McCarthy talks more about "Weekend at Bernie's" and his life in his memoir, "Brat: An '80s Story," which he spoke to /Film about earlier this year. I imagine working on the cult classic have to be some of the most fun he ever had; that fact they he got to be creative and spontaneously make up silly things to do to Bernie (Terry Kiser) is the cherry on top. Kiser, however, wasn't just dead weight that everyone got to play in the sand with, take bodysurfing, and throw off a balcony. He had a little fun himself.
Terry Kiser tried to make his co-stars break character
Terry Kiser is among the cast members who were unmoved by "Weekend at Bernie's" at first. "I thought, 'Well, this is a one-trick pony,'" he admitted to Mel Magazine in 2020. He didn't know it at the time, but he would be forced to come up with another trick for the pony.
In the first act, Kiser plays the top brass at a New York City insurance agency who is still very much alive and steals money from his own company.
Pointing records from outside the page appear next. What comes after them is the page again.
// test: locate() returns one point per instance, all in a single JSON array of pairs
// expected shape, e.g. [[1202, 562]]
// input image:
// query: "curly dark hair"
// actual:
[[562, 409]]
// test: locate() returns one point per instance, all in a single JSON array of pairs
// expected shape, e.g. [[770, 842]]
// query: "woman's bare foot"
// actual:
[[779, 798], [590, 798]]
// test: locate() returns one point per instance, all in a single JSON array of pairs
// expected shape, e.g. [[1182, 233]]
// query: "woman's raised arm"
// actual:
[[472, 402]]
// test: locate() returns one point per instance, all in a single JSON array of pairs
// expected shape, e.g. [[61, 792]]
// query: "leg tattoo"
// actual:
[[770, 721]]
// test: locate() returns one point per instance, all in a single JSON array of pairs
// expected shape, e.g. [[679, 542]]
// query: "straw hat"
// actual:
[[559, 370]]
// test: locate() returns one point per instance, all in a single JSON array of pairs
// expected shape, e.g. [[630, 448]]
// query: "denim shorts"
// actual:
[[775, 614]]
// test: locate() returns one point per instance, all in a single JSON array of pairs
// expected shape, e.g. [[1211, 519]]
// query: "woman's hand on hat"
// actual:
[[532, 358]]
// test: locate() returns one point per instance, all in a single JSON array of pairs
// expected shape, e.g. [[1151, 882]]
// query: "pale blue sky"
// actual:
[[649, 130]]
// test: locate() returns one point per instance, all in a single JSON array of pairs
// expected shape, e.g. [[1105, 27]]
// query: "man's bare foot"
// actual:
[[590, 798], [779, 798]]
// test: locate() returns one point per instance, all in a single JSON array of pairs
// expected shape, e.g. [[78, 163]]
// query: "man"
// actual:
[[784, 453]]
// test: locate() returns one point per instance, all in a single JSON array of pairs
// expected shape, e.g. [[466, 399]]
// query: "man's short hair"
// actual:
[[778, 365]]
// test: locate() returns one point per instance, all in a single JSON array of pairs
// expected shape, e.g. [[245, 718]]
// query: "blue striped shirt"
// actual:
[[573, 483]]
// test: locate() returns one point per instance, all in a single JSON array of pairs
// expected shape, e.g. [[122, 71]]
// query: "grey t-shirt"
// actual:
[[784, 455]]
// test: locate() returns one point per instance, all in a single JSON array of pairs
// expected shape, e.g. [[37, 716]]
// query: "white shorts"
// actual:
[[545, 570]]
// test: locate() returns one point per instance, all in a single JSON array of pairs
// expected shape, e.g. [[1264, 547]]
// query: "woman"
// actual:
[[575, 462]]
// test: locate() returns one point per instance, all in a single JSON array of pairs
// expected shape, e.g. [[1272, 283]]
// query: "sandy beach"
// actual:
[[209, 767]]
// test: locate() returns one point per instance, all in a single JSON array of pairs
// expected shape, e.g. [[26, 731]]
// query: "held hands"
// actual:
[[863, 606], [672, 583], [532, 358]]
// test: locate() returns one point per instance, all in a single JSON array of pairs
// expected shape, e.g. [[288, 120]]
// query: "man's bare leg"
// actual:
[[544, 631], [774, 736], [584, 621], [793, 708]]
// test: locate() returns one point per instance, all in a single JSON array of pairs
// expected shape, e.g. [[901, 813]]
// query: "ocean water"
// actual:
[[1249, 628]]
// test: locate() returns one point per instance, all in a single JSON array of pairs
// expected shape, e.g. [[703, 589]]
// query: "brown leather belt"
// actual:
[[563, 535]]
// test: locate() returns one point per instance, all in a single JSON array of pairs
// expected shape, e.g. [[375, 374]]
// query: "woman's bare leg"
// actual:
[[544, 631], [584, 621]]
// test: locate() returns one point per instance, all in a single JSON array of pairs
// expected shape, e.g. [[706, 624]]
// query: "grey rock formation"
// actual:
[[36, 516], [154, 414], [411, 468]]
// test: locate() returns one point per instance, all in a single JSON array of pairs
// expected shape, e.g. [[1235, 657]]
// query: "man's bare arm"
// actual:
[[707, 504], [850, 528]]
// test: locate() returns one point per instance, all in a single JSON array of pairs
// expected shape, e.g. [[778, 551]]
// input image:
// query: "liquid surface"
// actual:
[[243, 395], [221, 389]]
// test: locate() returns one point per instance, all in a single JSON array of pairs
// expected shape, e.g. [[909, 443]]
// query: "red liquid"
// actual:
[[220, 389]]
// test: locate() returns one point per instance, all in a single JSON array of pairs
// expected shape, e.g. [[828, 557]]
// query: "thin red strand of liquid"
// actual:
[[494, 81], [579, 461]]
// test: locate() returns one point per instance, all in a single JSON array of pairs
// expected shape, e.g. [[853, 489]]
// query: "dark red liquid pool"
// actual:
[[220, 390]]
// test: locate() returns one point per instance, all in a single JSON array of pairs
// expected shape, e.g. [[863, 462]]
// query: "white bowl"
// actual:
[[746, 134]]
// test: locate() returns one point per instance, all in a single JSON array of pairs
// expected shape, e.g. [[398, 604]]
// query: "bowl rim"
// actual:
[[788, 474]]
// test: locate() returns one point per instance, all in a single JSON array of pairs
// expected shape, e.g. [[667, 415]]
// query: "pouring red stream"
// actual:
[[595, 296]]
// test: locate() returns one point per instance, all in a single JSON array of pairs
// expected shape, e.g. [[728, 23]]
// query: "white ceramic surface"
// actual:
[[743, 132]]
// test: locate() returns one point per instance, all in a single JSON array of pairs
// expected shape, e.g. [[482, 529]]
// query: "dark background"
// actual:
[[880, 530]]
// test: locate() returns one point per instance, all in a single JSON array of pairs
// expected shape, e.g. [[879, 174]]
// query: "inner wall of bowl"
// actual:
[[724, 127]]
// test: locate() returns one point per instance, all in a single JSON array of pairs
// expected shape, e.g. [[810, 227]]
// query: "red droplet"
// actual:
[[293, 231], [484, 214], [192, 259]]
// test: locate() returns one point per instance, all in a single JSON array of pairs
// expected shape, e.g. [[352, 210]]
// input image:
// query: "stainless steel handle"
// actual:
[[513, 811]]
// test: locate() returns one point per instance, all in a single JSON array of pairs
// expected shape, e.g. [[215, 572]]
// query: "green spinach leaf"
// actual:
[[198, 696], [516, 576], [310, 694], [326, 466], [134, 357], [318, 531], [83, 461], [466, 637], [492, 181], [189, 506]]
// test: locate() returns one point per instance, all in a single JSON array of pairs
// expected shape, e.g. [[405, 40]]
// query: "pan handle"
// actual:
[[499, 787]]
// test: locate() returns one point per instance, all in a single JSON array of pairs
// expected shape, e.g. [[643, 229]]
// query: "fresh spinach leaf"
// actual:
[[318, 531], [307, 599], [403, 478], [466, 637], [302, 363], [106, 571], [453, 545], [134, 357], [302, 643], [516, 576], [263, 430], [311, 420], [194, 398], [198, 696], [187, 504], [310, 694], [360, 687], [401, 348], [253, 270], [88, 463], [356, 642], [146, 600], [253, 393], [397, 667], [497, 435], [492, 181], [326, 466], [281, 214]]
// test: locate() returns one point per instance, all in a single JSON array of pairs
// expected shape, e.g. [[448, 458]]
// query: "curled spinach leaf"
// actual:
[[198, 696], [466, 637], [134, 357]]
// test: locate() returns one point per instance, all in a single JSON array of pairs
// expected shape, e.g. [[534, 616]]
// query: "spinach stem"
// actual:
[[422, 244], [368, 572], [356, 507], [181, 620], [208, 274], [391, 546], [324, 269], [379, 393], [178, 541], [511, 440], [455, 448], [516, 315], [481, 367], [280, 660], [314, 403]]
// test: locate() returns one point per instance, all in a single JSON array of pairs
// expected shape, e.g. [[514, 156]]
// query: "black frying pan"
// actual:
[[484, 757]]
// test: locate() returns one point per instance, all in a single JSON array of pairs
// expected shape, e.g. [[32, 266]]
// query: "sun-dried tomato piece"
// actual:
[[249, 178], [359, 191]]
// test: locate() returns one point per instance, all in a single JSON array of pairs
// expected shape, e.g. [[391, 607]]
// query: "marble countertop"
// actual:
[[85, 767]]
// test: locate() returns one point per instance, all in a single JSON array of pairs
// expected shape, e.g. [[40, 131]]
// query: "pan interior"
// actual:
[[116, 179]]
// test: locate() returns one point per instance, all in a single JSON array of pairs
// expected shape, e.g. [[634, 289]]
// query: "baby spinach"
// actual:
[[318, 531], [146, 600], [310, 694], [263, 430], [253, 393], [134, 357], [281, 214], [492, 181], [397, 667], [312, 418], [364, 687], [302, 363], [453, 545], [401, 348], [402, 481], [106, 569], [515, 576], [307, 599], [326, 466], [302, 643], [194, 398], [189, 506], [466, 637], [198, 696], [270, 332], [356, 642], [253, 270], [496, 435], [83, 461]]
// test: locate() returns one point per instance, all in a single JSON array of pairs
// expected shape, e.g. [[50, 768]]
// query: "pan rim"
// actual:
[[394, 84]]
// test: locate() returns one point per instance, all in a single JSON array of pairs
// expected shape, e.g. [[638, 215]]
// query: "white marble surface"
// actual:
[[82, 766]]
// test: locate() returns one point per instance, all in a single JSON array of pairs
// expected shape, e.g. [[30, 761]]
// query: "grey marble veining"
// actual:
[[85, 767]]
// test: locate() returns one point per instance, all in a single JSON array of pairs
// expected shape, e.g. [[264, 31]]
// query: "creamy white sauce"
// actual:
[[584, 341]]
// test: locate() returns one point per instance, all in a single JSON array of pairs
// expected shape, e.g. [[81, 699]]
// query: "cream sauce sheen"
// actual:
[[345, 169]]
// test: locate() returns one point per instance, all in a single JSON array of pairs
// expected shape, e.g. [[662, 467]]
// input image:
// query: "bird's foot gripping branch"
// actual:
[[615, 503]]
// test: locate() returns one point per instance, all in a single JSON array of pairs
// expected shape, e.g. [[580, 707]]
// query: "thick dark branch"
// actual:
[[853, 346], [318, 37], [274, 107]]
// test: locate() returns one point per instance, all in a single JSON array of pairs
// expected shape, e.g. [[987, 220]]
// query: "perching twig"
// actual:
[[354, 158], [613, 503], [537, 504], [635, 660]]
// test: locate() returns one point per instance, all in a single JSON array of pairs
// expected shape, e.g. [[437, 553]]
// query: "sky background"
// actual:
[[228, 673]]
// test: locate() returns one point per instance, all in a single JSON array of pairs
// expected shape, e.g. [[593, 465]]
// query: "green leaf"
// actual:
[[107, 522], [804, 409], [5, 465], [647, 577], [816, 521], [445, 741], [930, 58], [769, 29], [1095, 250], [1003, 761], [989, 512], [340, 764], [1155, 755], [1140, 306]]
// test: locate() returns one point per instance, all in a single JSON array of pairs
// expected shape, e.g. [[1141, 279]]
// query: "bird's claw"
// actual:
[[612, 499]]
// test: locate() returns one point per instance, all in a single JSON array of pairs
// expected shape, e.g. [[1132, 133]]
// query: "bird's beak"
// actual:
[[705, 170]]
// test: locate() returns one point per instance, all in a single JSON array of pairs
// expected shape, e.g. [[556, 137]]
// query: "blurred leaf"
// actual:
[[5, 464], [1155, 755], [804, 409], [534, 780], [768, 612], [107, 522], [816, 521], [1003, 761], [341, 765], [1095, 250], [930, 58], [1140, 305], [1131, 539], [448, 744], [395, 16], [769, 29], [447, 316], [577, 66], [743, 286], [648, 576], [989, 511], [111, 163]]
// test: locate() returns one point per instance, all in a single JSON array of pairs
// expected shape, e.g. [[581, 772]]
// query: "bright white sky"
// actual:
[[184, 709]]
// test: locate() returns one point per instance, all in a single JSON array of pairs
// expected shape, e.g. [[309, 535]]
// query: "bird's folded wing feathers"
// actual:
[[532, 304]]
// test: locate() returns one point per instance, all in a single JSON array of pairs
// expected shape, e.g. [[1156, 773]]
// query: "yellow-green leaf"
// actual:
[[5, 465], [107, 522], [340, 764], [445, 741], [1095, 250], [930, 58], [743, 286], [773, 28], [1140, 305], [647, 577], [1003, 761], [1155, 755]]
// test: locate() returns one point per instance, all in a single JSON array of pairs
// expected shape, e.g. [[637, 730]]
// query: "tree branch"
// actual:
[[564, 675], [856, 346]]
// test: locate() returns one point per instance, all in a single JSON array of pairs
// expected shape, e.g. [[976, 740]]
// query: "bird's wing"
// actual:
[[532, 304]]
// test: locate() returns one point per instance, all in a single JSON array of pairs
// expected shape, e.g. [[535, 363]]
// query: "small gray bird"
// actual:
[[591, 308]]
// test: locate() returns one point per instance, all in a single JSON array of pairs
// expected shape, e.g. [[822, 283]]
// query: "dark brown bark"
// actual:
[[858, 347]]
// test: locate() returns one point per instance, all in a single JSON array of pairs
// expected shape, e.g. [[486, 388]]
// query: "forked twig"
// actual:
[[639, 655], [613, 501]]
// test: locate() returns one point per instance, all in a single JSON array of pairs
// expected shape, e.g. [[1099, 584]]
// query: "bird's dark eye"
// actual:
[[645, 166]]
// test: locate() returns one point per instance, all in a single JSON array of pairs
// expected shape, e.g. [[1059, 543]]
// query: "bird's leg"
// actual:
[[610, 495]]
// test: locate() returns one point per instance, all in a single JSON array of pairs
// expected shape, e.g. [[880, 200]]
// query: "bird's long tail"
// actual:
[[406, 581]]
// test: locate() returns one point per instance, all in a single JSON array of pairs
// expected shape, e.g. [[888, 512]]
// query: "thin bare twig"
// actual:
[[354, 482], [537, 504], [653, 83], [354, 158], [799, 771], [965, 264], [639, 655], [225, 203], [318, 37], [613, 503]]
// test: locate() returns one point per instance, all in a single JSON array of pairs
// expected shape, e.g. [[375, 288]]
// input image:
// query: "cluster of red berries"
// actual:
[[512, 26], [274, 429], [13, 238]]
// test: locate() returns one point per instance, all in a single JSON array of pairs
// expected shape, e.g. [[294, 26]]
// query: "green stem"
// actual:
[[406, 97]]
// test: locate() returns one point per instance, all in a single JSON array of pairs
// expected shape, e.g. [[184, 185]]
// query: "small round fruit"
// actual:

Fearful that Larry and Richard will uncover his dirty deeds, he sets them up to be murdered by the mob at his Hampton Island beach house. But he fools around with the mob boss' girlfriend and, in return, the mobster orders the hit on Bernie instead.
Filming moved to North Carolina for the Hampton Island scenes. There, Kiser realized he had no idea how to play a stiff. He saw the raw footage of his first scenes and thought, "No, it's not funny. He's just dead — it's not funny-dead." I imagine his portrayal was as ghoulish as the prank that possibly inspired the movie. To come up with a way to act "funny-dead," Kiser stayed up in his hotel working on a solution.
"I went back to Acting 101: 'What is this guy trying to do? Well, he's goofing on these guys.' So I decided I'm just going to goof on them all through the whole movie and see if I can break these guys up."
Around 3 a.m., he came up with the sly smirk Dead Bernie wears throughout the movie. The first time Kiser did it on set, he broke everyone into laughter: his fellow actors, the crew ... everyone. And that's when he knew the movie was going to be funny.